12 gennaio 2011

2011 e il senso dello Stato

Per gli italiani il 2011 è un anno speciale, non solo per il 150° anniversario dell’Unità d’Italia, ma anche perché è possibile che entro l’anno si torni a votare. I due eventi, l’uno certo e l’altro ancora incerto ma probabile, non hanno apparentemente nulla in comune. In realtà hanno un legame molto stretto e forte: un’idea dell’Italia che evolve. 150 anni fa si trattava di dare a tutti gli italiani divisi in tanti Stati un’unica Patria, oggi si tratta di ravvivare negli italiani quel senso di appartenenza a un’Italia che cambia.
Non è possibile, nel breve spazio di questa rubrica, riscrivere sia pure a puntate la storia d’Italia (anche se continuerà la serie dedicata ai suoi 150 anni), ma è giusto sapere che l’unificazione dei popoli della Penisola non avvenne ovunque pacificamente, ma costò anche molto sangue. Inoltre l’adesione alla nuova Patria, nella forma unitaria voluta dai Savoia, non fu affatto unanime. Vanno perciò compresi coloro che non si sentono particolarmente felici dell’anniversario e magari preferiscono non festeggiare. Del resto, è sotto gli occhi di tutti che molti problemi di allora non sono stati ancora risolti. Basti ricordare quelli del Mezzogiorno, sempre in via di soluzione e mai risolti, il problema dell’equità finanziaria e sociale, gli squilibri nel sistema formativo, amministrativo, sanitario, il degrado ambientale, ecc.

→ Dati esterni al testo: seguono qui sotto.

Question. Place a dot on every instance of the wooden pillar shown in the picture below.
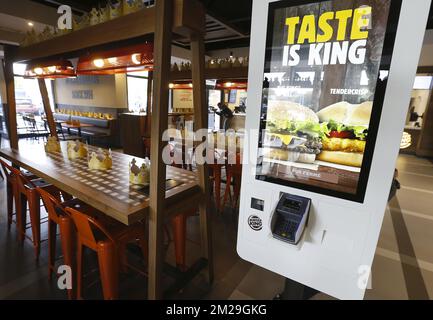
(149, 104)
(10, 94)
(201, 122)
(47, 107)
(162, 56)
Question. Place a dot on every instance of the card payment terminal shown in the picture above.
(290, 218)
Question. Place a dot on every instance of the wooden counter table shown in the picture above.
(108, 191)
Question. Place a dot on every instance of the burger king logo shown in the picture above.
(255, 223)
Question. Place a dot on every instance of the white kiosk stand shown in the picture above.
(329, 86)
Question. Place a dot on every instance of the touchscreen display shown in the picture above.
(324, 82)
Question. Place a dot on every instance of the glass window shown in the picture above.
(137, 91)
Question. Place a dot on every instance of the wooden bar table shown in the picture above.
(108, 191)
(78, 126)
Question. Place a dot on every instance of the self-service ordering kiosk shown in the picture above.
(312, 210)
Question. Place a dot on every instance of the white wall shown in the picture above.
(108, 92)
(426, 58)
(237, 52)
(2, 84)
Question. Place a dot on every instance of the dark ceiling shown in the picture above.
(236, 13)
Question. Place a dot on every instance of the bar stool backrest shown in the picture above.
(23, 184)
(8, 170)
(89, 230)
(53, 206)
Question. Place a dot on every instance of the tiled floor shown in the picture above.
(402, 269)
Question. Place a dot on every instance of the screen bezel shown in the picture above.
(379, 95)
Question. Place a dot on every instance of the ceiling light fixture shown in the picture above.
(50, 70)
(121, 60)
(99, 63)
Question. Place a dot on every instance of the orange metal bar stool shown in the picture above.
(10, 189)
(26, 193)
(58, 217)
(108, 238)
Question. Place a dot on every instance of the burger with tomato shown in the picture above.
(345, 140)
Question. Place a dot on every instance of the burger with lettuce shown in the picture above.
(336, 134)
(293, 133)
(347, 124)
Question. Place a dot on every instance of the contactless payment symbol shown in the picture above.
(255, 223)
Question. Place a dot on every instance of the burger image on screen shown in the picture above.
(344, 143)
(293, 133)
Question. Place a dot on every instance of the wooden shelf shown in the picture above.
(219, 74)
(186, 20)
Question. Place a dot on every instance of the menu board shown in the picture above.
(183, 99)
(324, 83)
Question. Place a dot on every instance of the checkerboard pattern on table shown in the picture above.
(115, 182)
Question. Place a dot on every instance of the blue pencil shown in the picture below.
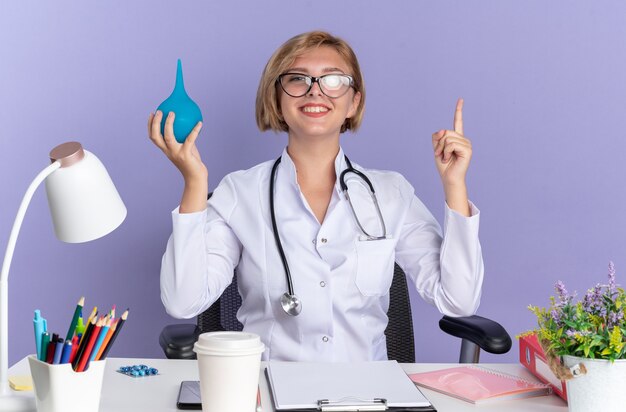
(67, 351)
(101, 335)
(58, 349)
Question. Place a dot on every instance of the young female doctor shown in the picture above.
(314, 261)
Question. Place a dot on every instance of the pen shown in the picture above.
(51, 348)
(93, 315)
(58, 349)
(77, 311)
(67, 351)
(39, 325)
(45, 341)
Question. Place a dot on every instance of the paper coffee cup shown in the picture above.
(229, 364)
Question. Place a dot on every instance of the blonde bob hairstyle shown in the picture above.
(268, 113)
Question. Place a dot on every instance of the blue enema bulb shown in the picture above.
(186, 110)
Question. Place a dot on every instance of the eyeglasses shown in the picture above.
(332, 85)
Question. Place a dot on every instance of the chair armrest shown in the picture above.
(177, 341)
(489, 335)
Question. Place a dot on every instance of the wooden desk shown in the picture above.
(121, 393)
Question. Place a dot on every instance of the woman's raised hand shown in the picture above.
(453, 151)
(185, 156)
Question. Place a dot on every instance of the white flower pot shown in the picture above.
(601, 389)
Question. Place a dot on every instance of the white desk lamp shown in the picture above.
(84, 205)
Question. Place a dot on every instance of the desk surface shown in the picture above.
(121, 393)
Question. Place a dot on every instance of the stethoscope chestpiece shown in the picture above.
(291, 304)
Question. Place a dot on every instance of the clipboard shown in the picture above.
(334, 387)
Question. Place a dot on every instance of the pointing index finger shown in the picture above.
(458, 117)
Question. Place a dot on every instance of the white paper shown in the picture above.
(299, 385)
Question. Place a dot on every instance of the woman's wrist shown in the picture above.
(457, 199)
(195, 195)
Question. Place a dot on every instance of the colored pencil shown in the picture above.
(93, 314)
(107, 338)
(45, 342)
(83, 343)
(77, 311)
(84, 358)
(119, 325)
(58, 350)
(51, 348)
(74, 349)
(101, 335)
(67, 352)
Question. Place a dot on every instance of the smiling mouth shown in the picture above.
(315, 109)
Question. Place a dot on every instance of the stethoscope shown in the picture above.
(289, 301)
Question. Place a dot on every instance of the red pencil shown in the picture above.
(74, 348)
(118, 328)
(92, 340)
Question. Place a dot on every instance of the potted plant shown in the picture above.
(586, 342)
(587, 338)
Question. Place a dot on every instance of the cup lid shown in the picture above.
(229, 343)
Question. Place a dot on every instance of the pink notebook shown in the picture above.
(476, 384)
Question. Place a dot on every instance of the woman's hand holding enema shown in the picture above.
(453, 152)
(185, 157)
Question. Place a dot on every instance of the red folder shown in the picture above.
(531, 355)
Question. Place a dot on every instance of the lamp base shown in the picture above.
(14, 402)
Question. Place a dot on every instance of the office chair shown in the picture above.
(476, 332)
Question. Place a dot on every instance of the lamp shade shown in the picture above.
(83, 200)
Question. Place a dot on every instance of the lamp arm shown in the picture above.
(4, 275)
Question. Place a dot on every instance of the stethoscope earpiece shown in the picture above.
(291, 304)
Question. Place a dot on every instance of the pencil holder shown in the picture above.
(59, 389)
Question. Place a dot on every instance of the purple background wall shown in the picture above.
(545, 91)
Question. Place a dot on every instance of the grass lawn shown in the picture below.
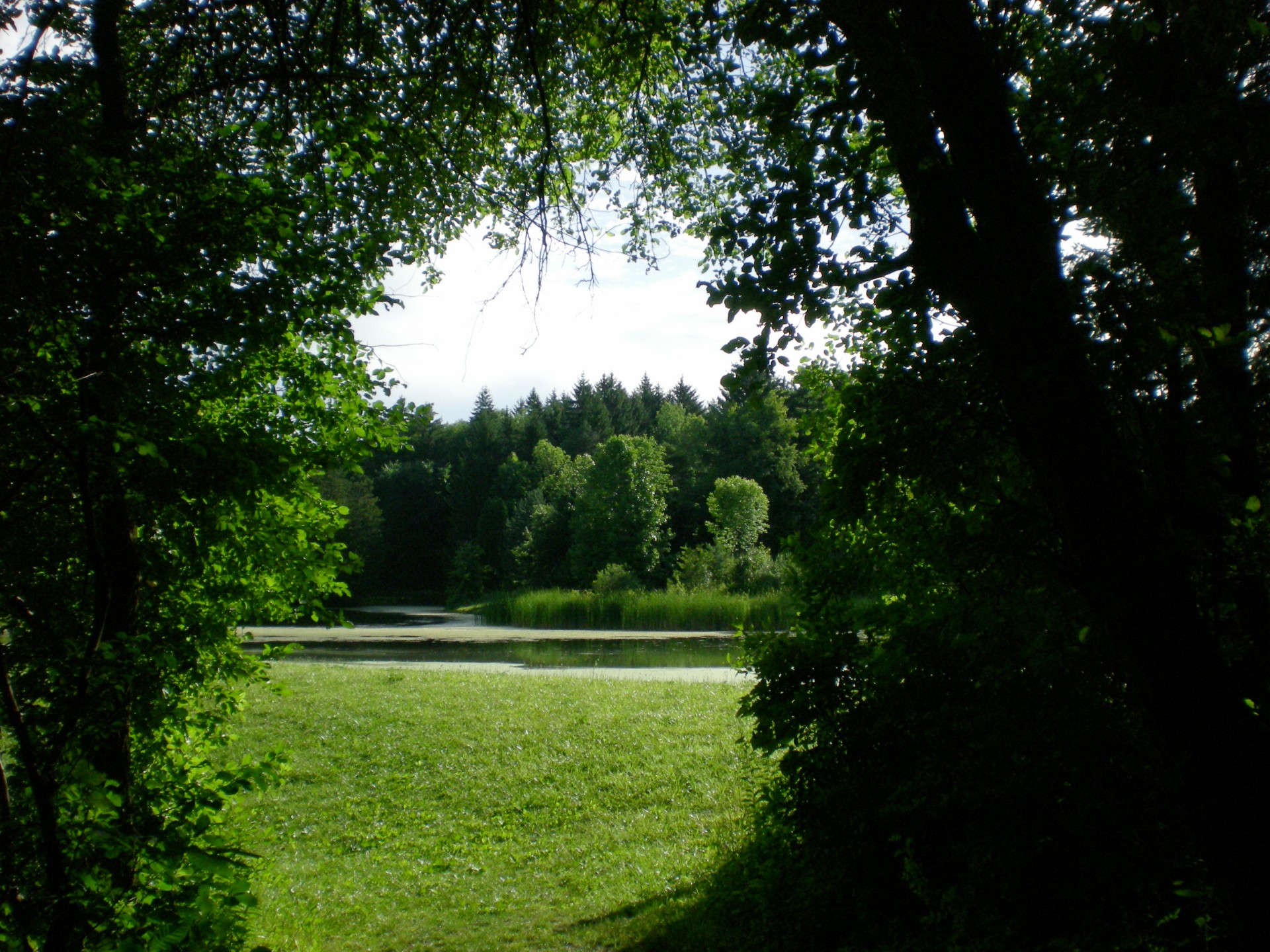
(452, 810)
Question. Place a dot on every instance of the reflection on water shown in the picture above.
(549, 653)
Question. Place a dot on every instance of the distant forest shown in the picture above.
(493, 502)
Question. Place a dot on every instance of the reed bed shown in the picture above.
(636, 611)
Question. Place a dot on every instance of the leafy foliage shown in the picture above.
(202, 200)
(1034, 626)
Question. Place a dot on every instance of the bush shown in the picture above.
(615, 578)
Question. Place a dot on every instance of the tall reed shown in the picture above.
(635, 611)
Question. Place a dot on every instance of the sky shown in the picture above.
(483, 328)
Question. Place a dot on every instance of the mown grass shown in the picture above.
(489, 811)
(635, 611)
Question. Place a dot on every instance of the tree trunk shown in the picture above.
(987, 243)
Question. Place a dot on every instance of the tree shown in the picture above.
(738, 513)
(908, 171)
(621, 517)
(201, 201)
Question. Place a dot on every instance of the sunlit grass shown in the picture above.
(480, 811)
(635, 611)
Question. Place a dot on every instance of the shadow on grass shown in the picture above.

Un anniversario per riflettere
L’anniversario di quest’anno è di quelli che invitano più che a celebrare a riflettere sul passato e soprattutto a volgere lo sguardo al futuro. Il 150° può essere una buona occasione non tanto per ripercorrere 150 anni di storia, complessa e controversa, o per celebrare vittorie (dimenticando le sconfitte), personaggi e simboli del passato, quanto per domandarsi perché oggi in Italia ci sono ancora così tanti conflitti, alcuni dei quali esasperati, così tanti problemi istituzionali, sociali, generazionali, ambientali, tante speranze insoddisfatte.
Nei trattati di diritto costituzionale si parla della distinzione e separazione dei tre poteri fondamentali dello Stato (legislativo, esecutivo, giudiziario) come di una garanzia del funzionamento democratico di un Paese, a salvaguardia soprattutto degli interessi dei cittadini. In Italia, a seguire le cronache, è invece una continua disputa tra questi tre poteri e non è affatto vero che hanno pari dignità. Lo si nota chiaramente nel linguaggio di molti politici ma anche di qualche magistrato. Sembra di essere in presenza di una lotta fra caste. Altro che concorrere democraticamente al bene comune!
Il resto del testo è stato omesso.